🤖 AI Summary
This study addresses the limitations of current automatic speech recognition (ASR) systems in transcribing pathological speech from individuals with Huntington’s disease (HD), which is characterized by irregular speech rate, vocal instability, and articulatory distortions. Leveraging high-fidelity clinical speech data, the authors systematically evaluate mainstream ASR architectures—including Parakeet-TDT, encoder-decoder models, and CTC-based systems—and introduce, for the first time, disease biomarkers as auxiliary supervision signals to specifically optimize HD speech recognition. Experimental results demonstrate a significant reduction in word error rate (WER) from 6.99% to 4.95%, revealing a non-uniform improvement pattern correlated with disease severity. The code and trained models have been made publicly available.
📝 Abstract
Automatic speech recognition (ASR) for pathological speech remains underexplored, especially for Huntington's disease (HD), where irregular timing, unstable phonation, and articulatory distortion challenge current models.
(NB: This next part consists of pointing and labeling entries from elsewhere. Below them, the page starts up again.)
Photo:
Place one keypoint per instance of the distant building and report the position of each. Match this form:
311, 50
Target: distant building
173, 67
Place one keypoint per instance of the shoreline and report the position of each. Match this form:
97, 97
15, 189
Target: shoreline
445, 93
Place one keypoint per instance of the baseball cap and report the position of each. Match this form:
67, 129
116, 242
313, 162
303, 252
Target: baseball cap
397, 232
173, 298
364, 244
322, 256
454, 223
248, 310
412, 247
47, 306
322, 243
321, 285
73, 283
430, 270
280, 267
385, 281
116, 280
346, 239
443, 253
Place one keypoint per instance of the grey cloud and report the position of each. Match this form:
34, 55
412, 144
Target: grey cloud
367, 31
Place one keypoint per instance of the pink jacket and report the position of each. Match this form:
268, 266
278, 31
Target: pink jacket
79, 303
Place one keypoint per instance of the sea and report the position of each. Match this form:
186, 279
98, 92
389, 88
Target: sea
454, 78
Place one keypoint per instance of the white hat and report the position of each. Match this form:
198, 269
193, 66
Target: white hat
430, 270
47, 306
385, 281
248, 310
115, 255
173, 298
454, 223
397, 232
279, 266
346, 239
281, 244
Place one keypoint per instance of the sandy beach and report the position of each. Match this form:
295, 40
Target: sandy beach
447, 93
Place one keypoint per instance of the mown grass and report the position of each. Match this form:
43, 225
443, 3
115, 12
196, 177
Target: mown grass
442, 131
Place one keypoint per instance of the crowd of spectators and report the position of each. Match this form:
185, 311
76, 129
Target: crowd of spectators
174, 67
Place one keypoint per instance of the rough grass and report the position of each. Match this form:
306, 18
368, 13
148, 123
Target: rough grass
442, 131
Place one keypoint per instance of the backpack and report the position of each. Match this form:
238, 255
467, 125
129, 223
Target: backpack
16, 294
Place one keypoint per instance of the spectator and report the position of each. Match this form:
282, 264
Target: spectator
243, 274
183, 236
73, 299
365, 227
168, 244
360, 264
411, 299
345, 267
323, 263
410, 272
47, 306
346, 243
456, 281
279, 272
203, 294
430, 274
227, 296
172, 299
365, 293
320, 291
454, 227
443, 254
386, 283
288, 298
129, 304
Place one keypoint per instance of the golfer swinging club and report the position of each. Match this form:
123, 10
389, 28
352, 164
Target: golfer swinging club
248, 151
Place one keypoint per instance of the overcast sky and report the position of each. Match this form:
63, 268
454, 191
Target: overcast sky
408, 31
We present a systematic HD-ASR study using a high-fidelity clinical speech corpus not previously used for end-to-end ASR training. We compare multiple ASR families under a unified evaluation, analyzing WER as well as substitution, deletion, and insertion patterns. HD speech induces architecture-specific error regimes, with Parakeet-TDT outperforming encoder-decoder and CTC baselines. HD-specific adaptation reduces WER from 6.99% to 4.95% and we also propose a method for using biomarker-based auxiliary supervision and analyze how error behavior is reshaped in severity-dependent ways rather than uniformly improving WER. We open-source all code and models.